According to Daniel Obst of the Institute of International Education (IIE), a non-profit group that promotes "the exchange of people and ideas," the national ratio is generally about two-to-one, making Tufts students a bit more equally distributed than the national norm.

Associate Dean of Tufts Programs Abroad Sheila Bayne said that "nationwide, men are considered to be one of the underrepresented groups in study abroad. And we would like to have it balanced in every sense - all majors, all ethnicities and both genders."

Bayne said that one possible explanation for the disparity is the pressure men feel to meet certain professional goals.

"Men may feel more that they have to go into something that's really structured, and have to come out of their undergraduate years with a job readily available," she said.

Women, in contrast, tend to be more adventurous during their college years, she theorized.

"Women are maybe a little bit more experimental in the way they look at their education," Bayne said.

Men are also more likely than women to choose majors that make it more difficult to study abroad, Bayne said.

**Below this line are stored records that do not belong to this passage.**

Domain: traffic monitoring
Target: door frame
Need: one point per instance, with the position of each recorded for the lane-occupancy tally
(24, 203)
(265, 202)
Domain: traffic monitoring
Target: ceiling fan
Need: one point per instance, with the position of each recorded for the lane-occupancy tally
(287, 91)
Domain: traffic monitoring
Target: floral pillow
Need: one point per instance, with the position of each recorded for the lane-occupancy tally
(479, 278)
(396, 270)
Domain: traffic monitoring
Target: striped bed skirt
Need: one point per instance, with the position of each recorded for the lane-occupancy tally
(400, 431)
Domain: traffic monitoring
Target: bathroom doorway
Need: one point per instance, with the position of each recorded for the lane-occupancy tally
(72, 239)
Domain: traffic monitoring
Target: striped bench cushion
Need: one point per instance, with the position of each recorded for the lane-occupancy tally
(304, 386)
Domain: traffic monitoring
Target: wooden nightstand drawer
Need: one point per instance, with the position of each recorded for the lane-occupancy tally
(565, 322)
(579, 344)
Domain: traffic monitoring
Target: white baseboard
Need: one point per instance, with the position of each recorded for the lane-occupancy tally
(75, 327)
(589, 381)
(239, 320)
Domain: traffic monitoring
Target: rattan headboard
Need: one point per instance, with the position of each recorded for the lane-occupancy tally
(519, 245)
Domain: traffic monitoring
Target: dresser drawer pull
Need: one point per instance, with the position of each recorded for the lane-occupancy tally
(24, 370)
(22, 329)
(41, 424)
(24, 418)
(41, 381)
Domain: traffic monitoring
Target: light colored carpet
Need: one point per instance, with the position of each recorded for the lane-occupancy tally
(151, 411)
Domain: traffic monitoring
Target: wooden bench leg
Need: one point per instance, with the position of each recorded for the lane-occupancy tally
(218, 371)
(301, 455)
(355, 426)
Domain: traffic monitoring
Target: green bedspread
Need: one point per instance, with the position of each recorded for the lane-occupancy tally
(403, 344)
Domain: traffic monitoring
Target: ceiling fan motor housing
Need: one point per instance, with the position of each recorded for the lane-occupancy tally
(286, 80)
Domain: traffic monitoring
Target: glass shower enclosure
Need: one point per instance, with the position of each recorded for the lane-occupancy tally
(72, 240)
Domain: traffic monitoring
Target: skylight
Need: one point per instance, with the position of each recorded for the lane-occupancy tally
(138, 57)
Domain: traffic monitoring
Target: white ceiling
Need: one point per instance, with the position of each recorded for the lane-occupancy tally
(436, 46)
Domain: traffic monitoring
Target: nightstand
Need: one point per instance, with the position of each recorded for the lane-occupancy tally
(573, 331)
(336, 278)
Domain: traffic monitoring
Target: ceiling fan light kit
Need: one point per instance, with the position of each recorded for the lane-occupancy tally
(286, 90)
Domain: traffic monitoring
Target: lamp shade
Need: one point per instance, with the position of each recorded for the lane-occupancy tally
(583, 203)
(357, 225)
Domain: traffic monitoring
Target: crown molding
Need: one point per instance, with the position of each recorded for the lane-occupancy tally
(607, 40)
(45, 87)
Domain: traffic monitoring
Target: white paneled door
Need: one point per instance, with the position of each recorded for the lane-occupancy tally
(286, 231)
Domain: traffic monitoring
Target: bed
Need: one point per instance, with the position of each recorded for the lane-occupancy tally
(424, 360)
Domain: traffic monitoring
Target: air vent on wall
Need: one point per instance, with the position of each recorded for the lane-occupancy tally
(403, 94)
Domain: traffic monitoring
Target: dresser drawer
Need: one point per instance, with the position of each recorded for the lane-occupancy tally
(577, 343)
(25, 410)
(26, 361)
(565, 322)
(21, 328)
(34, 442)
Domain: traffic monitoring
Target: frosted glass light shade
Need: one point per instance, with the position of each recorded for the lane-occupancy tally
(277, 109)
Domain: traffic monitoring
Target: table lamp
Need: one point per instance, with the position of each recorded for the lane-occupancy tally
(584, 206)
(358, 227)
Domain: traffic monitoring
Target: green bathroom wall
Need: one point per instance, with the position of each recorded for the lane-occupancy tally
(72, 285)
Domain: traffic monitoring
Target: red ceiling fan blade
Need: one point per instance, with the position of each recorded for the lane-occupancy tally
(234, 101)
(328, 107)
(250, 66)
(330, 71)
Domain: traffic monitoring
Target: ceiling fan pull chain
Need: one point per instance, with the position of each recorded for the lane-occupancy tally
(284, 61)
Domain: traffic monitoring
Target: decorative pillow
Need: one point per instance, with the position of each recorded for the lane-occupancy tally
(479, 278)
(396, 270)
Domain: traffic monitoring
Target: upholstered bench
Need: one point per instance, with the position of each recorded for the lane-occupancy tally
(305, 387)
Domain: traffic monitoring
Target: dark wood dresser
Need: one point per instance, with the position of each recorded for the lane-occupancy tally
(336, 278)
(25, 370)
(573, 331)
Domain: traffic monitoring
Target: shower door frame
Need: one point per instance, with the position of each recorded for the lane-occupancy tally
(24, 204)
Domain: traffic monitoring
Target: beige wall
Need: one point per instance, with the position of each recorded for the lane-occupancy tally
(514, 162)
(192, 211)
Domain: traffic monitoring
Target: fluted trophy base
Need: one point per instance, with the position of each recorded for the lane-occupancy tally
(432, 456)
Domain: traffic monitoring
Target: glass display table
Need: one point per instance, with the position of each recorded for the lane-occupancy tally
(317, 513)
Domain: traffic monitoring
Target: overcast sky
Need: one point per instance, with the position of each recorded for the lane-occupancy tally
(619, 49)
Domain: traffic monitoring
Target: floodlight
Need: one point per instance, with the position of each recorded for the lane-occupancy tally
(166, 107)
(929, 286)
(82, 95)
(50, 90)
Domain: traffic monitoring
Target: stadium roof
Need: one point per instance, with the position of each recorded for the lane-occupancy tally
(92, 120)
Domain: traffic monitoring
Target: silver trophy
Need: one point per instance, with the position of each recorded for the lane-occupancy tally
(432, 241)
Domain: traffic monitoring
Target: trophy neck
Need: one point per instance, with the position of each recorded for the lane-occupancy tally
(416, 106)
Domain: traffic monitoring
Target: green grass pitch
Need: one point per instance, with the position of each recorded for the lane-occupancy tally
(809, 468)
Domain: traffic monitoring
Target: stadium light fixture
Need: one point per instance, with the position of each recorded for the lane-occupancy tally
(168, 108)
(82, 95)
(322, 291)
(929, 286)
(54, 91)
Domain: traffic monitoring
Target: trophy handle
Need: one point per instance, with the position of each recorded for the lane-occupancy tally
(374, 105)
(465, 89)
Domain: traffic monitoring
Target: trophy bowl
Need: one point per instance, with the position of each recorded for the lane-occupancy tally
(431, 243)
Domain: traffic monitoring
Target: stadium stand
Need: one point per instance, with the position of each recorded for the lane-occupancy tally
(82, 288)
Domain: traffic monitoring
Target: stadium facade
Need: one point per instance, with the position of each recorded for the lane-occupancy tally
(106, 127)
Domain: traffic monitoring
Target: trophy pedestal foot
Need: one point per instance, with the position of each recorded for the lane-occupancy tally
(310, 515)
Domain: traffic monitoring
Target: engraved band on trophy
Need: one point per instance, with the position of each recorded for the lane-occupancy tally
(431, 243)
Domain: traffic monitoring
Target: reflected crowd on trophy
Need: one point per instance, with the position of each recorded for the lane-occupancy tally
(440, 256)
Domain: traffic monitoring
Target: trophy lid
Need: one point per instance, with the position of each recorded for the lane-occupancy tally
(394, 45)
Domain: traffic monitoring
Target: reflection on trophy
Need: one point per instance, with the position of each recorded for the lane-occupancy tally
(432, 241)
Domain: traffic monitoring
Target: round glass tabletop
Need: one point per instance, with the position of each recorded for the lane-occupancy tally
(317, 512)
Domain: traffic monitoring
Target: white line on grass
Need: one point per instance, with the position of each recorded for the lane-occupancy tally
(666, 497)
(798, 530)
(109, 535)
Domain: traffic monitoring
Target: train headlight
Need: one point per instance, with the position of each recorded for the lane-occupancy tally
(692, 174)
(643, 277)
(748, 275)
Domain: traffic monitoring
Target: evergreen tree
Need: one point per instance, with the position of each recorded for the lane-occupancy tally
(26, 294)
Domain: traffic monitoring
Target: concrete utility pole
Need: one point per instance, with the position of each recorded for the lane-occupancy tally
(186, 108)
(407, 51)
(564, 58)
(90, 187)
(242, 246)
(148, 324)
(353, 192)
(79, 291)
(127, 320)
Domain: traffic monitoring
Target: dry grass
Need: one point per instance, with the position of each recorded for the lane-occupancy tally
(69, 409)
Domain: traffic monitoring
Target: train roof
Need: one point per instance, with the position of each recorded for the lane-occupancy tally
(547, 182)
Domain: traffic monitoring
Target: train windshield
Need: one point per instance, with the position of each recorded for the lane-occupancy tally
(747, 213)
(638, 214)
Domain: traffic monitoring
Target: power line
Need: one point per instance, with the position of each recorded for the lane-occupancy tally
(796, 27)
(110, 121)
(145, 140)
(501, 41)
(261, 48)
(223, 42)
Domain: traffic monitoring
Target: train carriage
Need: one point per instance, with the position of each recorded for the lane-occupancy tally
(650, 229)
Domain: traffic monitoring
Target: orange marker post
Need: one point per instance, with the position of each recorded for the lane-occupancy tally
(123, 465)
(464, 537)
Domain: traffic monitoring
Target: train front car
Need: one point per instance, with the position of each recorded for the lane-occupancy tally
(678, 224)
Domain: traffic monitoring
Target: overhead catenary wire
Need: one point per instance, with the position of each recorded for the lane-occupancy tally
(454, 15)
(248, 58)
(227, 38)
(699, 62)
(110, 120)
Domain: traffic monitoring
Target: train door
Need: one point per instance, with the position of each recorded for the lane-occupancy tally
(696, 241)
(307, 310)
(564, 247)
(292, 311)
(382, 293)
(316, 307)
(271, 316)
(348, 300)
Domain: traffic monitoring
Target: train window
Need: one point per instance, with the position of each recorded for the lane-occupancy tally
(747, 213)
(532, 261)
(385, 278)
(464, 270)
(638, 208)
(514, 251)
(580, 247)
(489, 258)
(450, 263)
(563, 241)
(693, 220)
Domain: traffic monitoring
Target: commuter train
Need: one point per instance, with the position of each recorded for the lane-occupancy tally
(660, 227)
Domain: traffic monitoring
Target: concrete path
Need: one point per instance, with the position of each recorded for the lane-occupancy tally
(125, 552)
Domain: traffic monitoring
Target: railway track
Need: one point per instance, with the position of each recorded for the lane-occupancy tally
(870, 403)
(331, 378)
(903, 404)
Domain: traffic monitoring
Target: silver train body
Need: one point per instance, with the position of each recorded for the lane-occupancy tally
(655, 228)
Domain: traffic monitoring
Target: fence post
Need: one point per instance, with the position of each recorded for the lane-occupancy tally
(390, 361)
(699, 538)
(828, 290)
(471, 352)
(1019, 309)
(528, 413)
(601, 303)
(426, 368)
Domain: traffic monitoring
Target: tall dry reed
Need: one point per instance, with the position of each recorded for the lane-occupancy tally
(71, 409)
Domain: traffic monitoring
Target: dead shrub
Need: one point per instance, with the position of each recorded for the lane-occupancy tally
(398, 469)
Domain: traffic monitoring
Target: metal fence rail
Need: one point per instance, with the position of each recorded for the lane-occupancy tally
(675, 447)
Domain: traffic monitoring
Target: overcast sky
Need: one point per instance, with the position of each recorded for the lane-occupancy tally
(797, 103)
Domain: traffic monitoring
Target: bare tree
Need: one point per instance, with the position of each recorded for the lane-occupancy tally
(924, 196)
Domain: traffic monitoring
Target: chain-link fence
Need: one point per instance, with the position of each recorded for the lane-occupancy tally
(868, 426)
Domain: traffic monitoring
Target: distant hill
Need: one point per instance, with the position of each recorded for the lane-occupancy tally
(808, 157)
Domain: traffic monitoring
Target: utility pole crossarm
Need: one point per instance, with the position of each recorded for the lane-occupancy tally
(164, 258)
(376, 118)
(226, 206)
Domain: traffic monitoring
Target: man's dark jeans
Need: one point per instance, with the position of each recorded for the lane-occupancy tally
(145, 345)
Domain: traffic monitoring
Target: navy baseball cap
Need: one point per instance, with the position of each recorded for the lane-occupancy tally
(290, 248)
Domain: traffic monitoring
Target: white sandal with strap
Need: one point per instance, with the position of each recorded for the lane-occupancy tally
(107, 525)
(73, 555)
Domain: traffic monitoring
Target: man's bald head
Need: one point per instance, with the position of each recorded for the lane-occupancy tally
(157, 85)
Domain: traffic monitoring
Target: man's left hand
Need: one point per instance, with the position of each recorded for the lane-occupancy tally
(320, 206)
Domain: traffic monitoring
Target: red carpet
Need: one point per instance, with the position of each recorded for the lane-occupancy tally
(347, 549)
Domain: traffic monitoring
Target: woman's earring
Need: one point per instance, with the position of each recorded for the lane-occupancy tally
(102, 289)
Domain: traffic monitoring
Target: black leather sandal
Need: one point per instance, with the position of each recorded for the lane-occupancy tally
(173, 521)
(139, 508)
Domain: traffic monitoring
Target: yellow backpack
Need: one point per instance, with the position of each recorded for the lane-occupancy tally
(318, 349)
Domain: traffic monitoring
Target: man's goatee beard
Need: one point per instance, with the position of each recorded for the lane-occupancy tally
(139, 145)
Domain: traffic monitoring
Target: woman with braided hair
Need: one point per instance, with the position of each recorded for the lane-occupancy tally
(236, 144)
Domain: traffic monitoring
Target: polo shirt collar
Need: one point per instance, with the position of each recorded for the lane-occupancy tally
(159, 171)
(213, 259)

"There are many male students who are engineers, and because of the structured nature of the engineering program, it certainly is more difficult [for engineers] to study abroad," she said.

But Bayne stressed that her suggestions were only personal theories and had no basis in research.

Sociology Professor Susan Ostrander does not assign any particular relevance to the male-to-female study abroad ratios.

"When we keep looking for differences between women and men, then we inevitably find them," Ostrander said. "Then we scramble around to invent an explanation for a difference that is probably meaningless. I suspect that is true of this one."

At Tufts, the ratio disparity is much more pronounced within University-sponsored study abroad programs. For 2005-2006, there are 364 students studying on non-Tufts programs: 226 are female and 138 are male, a 1.64 to 1 ratio.

Of the 160 students traveling through Tufts programs, however, there are 106 females and 54 males - a ratio of almost two-to-one.

Bayne suggested that language might be a factor in this difference.

"Many of our programs are very language-heavy. We require a lot of language [background] for those programs where the foreign language is spoken, so there might be a correlation there," she said.

As for the question of whether men and women choose to study in different countries, Bayne said that "off the top of my head, I'd say that men tend to go more to countries where English is spoken."

She added that "[at Tufts, this] might have to do with the fact that we have systematically tried to make it easier for engineers to go on our London program."

Senior Justin Carlson spent a semester in Spain, where about one fourth of participating students were male. He spent another semester in Chile through a small program in which males actually slightly outnumbered females.

Carlson spent the spring of 2005 in Alcala, Spain, where he was the sole male student studying there for the semester.

"It was me and about 12 girls," he said, a disparity that he said was "not ideal."

However, "it doesn't ruin your experience, because the bottom line is that men live in Spain, [and] it encourages you to make friends with them," he said.

Ironically, Carlson added, a lot of the native friends he made in Spain he met "were guys who were interested in the girls that I hung out with."

Sophomore Steven Constantino is an engineer who will not be studying abroad next year. "As an engineer, my requirements are somewhat restrictive, and I feel like a lot of the programs are more geared towards liberal arts students," he said.

Constantino said that if he had studied abroad at all, he would have done so in England, because "I'm not prepared to speak another language... the engineering school doesn't really care if you learn another language or are a world citizen."

He agreed with Bayne's proposal that men tend towards a more structured conception of education.

"For me, my idea of college is four years at one place where you study and get your degree... there isn't some tangent year where you go and do something awesome," Constantino said.